Ces facultés dont pourrait se doter l’État québécois apparaissent peu dans le projet de loi 64 déposé en juin dernier, pourtant censé dépoussiérer la législation en matière de protection des renseignements personnels. Encore une fois, l’objectif principal de celui-ci est d’imposer des conditions plus strictes quant au consentement libre et éclairé de l’utilisateur à l’utilisation de ses données. Essentiellement, cette loi placerait la législation québécoise au niveau de la nouvelle législation européenne.

Or, les données personnelles ne doivent plus être envisagées seulement sous l’angle individuel, car lorsqu’on les envisage comme un tout, elles prennent une valeur incontestable.

Qui contrôlera la conformité de l’utilisation des données brutes de l’État québécois lorsque nous serons placés devant cet enjeu — si ce n’est pas déjà fait ? Nous ne sommes pas encore bien outillés pour y faire face.

« Les lois sur nos données personnelles servent essentiellement à les exproprier », poursuit M. Trudel. Cela concerne les données médicales, mais aussi les routes, les champs, les transports, tous les aspects de notre vie collective qui génèrent des données. Selon lui, chaque secteur d’activités devrait intégrer leur gestion et leur surveillance dans sa réglementation et se pourvoir de ressources pour s’assurer que leur utilisation se fasse conformément à nos lois.

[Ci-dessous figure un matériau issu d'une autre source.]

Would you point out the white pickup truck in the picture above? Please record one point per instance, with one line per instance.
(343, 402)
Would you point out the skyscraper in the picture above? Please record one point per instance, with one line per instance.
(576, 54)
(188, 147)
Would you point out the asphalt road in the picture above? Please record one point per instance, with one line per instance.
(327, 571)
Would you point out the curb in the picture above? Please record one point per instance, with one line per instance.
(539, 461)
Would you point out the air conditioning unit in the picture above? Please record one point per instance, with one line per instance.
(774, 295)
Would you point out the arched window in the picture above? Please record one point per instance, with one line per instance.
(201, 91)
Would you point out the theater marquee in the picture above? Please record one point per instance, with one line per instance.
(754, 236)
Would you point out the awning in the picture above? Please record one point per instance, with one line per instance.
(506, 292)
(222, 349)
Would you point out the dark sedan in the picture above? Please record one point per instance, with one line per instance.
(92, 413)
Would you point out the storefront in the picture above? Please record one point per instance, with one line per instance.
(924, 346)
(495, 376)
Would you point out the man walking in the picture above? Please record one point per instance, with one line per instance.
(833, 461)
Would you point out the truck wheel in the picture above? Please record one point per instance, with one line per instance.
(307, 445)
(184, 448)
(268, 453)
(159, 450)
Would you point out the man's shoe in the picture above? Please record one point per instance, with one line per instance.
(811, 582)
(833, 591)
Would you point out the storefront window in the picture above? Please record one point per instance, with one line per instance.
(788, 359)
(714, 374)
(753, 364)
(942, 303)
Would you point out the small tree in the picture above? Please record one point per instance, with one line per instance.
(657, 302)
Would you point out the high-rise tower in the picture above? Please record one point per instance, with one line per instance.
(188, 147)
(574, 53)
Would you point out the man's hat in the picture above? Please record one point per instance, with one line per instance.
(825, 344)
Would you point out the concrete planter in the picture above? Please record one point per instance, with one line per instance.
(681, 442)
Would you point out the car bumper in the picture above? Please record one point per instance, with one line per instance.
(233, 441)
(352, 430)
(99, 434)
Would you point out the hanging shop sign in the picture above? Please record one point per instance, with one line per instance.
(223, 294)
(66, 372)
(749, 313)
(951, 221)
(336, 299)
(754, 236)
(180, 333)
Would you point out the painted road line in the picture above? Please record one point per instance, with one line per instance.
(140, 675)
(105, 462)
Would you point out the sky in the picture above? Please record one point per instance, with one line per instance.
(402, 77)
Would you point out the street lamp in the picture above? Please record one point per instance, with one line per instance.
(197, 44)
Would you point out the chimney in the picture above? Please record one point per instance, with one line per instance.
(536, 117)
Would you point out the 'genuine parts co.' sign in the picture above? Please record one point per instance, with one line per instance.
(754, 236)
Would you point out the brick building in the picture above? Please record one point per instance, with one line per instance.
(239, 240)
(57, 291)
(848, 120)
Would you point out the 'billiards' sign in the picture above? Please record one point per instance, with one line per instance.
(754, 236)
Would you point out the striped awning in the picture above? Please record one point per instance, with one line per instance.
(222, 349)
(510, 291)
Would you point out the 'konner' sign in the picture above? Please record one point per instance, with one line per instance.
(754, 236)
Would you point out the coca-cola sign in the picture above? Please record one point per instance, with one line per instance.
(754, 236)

L’image était forte : faire don de notre « mine d’or » de données récoltées par la RAMQ à de grandes compagnies pharmaceutiques en échange d’investissements suscite l’indignation. Il ne faudrait cependant pas en rester là et articuler le débat de manière manichéenne. Si ces données pouvaient être utilisées pour améliorer notre vie collective, nous aurions raison de les envisager comme telles, dans un encadrement où la science et les citoyens y gagneraient. Étant donné la réglementation actuelle, nous sommes très loin du compte en ce qui concerne les données de la RAMQ. Celles-ci ne devraient jamais être l’instrument de l’unique profit d’organisations privées.

L’enjeu n’est plus simplement celui du « consentement libre et éclairé » du citoyen quant à l’utilisation de ses données, mais plutôt celui d’une société qui prendrait le contrôle de celles-ci et les valoriseraient pour en créer une richesse collective.